Dan Der Marderosian, Engineering Manager at SharkNinja who worked with the students, said the team’s work provided the company with valuable options to improve their innovation platforms.

“I enjoyed relating a real and challenging business need to the team, sharing the background of who we are and how we work, and working with the students to dial in the scope of work,” said Der Marderosian, Engineering Manager at SharkNinja. “There was great creativity in their thinking, leading to a key learning around the importance of diversity in terms of innovator profiles.”

At Circle of Hope, the student team pushed themselves to go above and beyond what their sponsor initially requested. Circle of Hope is a nonprofit organization based in Needham which provides clothes and other necessities to homeless children, women, and men.

Under the guidance of Professor of the Practice Frank Apeseche, the initial goal of the project was to make recommendations to improve the operational procedures at Circle of Hope.

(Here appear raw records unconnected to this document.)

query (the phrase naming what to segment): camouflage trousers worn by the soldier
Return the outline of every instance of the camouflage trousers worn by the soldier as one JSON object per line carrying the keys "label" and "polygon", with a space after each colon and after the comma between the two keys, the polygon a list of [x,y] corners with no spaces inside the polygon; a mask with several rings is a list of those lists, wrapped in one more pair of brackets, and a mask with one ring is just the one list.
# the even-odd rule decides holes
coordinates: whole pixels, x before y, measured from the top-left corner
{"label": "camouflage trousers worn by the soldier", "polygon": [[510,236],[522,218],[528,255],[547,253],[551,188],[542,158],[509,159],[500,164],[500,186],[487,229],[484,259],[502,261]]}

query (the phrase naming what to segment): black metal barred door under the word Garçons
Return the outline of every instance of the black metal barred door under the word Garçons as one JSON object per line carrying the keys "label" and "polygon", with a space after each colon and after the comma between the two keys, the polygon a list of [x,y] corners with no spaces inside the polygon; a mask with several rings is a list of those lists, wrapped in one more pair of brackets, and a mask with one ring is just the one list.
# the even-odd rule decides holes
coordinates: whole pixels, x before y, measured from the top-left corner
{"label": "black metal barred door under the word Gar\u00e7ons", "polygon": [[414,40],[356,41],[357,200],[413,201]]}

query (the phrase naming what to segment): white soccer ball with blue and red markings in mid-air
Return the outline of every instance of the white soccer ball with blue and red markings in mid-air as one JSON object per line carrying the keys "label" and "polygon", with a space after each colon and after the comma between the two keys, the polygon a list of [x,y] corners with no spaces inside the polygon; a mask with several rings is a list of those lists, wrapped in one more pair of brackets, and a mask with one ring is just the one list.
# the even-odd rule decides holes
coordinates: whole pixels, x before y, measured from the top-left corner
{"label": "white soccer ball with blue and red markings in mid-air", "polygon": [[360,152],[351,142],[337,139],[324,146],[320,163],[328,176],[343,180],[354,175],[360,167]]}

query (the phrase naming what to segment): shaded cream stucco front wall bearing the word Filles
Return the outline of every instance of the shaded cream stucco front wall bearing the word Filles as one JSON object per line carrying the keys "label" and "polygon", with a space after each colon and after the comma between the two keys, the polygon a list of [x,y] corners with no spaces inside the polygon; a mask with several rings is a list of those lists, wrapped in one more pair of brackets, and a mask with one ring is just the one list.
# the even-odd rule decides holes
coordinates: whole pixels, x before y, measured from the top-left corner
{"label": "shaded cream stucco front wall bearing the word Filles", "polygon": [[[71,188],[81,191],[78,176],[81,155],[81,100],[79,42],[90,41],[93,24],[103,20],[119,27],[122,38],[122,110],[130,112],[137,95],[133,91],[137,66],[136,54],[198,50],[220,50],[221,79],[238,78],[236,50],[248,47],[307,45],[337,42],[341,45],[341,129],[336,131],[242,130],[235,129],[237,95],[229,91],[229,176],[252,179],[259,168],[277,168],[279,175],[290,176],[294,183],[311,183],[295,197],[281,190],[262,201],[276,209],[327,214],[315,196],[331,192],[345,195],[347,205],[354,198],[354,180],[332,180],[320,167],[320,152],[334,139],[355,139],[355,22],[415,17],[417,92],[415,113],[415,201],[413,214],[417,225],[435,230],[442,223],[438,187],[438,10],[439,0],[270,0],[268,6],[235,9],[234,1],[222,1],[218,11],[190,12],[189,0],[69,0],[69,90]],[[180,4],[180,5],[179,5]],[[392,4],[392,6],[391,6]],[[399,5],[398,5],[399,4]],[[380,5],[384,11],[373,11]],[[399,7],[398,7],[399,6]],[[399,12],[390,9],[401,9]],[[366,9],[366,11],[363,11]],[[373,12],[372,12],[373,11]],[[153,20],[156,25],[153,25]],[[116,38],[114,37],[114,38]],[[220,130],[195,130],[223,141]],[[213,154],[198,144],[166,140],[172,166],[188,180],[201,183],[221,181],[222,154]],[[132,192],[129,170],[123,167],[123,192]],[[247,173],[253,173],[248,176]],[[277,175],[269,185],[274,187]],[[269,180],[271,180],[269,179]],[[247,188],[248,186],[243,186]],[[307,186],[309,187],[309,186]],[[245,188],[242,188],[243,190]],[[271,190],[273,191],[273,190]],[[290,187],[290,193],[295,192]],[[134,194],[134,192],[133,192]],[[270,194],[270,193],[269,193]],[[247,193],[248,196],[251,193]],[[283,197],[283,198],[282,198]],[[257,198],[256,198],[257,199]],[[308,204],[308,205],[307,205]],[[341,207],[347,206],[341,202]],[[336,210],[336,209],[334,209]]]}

The team also took on new tasks, including revamping the mission statement, reviewing their financial model, recommending financial techniques, and overhauling their web and social media presence.

“We pushed ourselves further and looked at their business as a whole,” said Mike DeFuria, MSEM ’18, Validation Manager at Sanofi Genzyme, the student team leader.

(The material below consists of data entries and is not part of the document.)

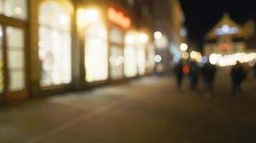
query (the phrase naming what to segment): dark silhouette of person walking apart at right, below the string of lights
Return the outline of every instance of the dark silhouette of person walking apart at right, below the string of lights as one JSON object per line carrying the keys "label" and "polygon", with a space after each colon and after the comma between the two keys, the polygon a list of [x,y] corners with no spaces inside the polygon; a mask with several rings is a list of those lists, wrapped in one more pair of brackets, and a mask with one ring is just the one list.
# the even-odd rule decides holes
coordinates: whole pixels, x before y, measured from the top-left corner
{"label": "dark silhouette of person walking apart at right, below the string of lights", "polygon": [[231,69],[231,78],[232,78],[232,95],[236,96],[238,93],[242,94],[242,82],[246,79],[246,71],[242,67],[242,64],[237,63]]}

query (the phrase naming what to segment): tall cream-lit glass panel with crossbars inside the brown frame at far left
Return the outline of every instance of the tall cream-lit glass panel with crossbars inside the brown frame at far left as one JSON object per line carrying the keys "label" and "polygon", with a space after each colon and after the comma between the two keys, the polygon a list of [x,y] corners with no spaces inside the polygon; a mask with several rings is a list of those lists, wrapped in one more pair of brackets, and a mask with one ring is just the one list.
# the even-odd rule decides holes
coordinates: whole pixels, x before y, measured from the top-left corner
{"label": "tall cream-lit glass panel with crossbars inside the brown frame at far left", "polygon": [[12,92],[20,91],[25,88],[24,31],[19,28],[7,26],[6,39],[9,90]]}

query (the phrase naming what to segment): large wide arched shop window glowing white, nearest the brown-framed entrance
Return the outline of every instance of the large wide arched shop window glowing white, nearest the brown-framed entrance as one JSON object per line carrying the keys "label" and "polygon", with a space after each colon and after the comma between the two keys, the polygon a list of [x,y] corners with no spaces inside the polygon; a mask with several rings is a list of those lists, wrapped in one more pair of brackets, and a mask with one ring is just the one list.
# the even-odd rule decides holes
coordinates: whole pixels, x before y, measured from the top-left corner
{"label": "large wide arched shop window glowing white, nearest the brown-framed entrance", "polygon": [[40,4],[39,56],[42,86],[71,82],[70,16],[60,4]]}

In addition to DeFuria, team members included Taryn Connor, MSEM ’18, Electrical Design Engineer at Instrumentation Laboratory, Melanie McSally, MSEM ’18, Director, Portfolio and Program Management at Eze Software Group, and John Quarles, MSEM ’18, Senior Process Engineer at Alexion Pharmaceuticals.

The ability made a difference for an organization with limited resources is what drew DeFuria to the project. “Having previously volunteered my time in the past at nonprofits, I knew how scare resources can be. To me, this meant that our project had the potential to significantly impact their organization since they might not have the time or resources to stop and look at their organization strategically,” DeFuria said.

“I also liked that this project gave me an opportunity to apply what I have been learning from MSEM in an organization that is much different than the company I work for,” DeFuria said.